Chief Market Strategist Long Leaf Trading Group di Chicago Tim Evans menuturkan, pasar masih dilanda kebingungan mengenai kapan The Fed akan menaikkan suku bunga. Walaupun data perekonomian AS dan penyerapan tenaga kerja terbilang positif, tetapi kondisi global yang belum menentu menjadi faktor yang menentukan pengambilan keputusan. "Namun, dengan kondisi perekonomian global yang tidak menentu, ini menjadi kabar baik bagi peningkatan permintaan sekaligus harga emas," tuturnya seperti dikutip dari Bloomberg, Jumat (25/3). Di hari sebelumnya, Kamis (24/3) waktu setempat
Presiden Federal Reserve St. Louis James Bullard menyampaikan, kemungkinan kenaikan suku bunga dilakukan dalam waktu dekat. Sementara sejumlah trader meyakini peluang instrumen tersebut bakal meningkat sebanyak 75% dari voting sebelumnya sekitar 42%. Ahli Strategi ABN Amro Group NV di Amsterdam Georgette Boele menuturkan, dalam waktu dekat dolar AS masih menjadi driver utama dalam pergerakan emas.

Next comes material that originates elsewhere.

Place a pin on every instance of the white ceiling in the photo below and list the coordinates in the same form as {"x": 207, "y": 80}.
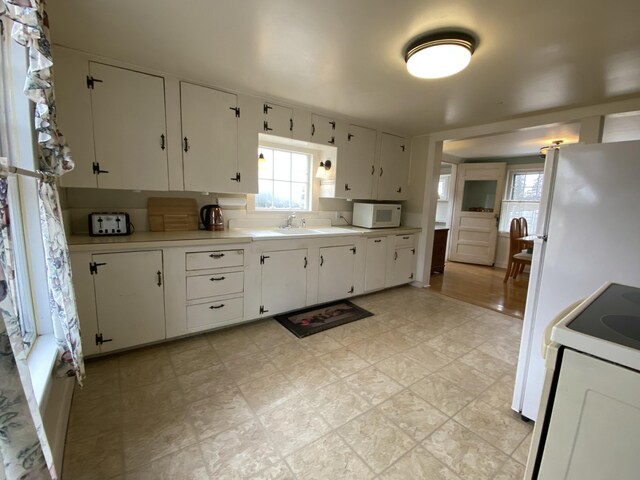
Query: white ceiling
{"x": 521, "y": 143}
{"x": 346, "y": 56}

Melihat situasi belakangan ini, dia memprediksi sentimen jangka pendek masih agak negatif bagi logam mulia. Meskipun demikian, Boele meyakini harga emas dapat mencapai level US$1.370 di akhir tahun. Direktur Utama PT Garuda Berjangka Ibrahim mengatakan, setelah pengumuman The Fed untuk tidak menaikkan suku bunga, harga komoditas memang serentak menghijau. Pasalnya, Bank Sentral AS memerhitungkan kondisi global yang masih belum pulih, sehingga menahan laju Fed Fund Rate (FFR) Dengan adanya penundaan, momen krusial akan terjadi pada Juni, karena The Fed kemungkinan besar bakal menaikkan suku bunga pada kuartal III dan kuartal IV masing-masing sebesar 25 basis poin.
"Juni akan menjadi penentuan [pergerakan suku bunga The Fed]. Ini akan krusial karena menentukan harga komoditas hingga akhir tahun 2016," tuturnya. Research and Analyst Asia Tradepoint Futures Deddy Yusuf Siregar menuturkan, dalam waktu dekat sentimen yang mengoreksi harga logam mulia ialah penguatan dolar AS setelah Federal Open Market Committee (FOMC) pekan lalu. Meskipun demikian, harga logam tersebut tetap akan cerah hingga akhir tahun. Salah satu faktornya ialah The Fed yang tidak jadi menaikkan suku bunga sebanyak empat kali seperti yang direncanakan sebelumnya.
Dengan kondisi global yang belum terlalu pulih dan volatilitas harga minyak, lanjut Deddy, besar kemungkinan FFR baru naik di akhir 2016 seperti tahun lalu. Di sisi lain, tentunya investor tetap akan memburu logam mulia sebagai aset yang dianggap aman. Hingga akhir 2016, menurutnya, emas berpotensi menembus level US$1.300-an per troy ounce. Tahun lalu, komoditas tersebut sempat mencapai titik tertinggi di US$1.290-an, tetapi hanya mencapai posisi US$1.060 di akhir 2015.
Berdasarkan data yang dikumpulkan Bloomberg, kendati harga sedang berada dalam tren menurun kepemilikan emas di bursa meningkat. Pada perdagangan Rabu (24/3) emas di exchange-traded funds naik tujuh hari berturut-turut menjadi 1.768,1 ton atau level tertinggi sejak Maret 2014.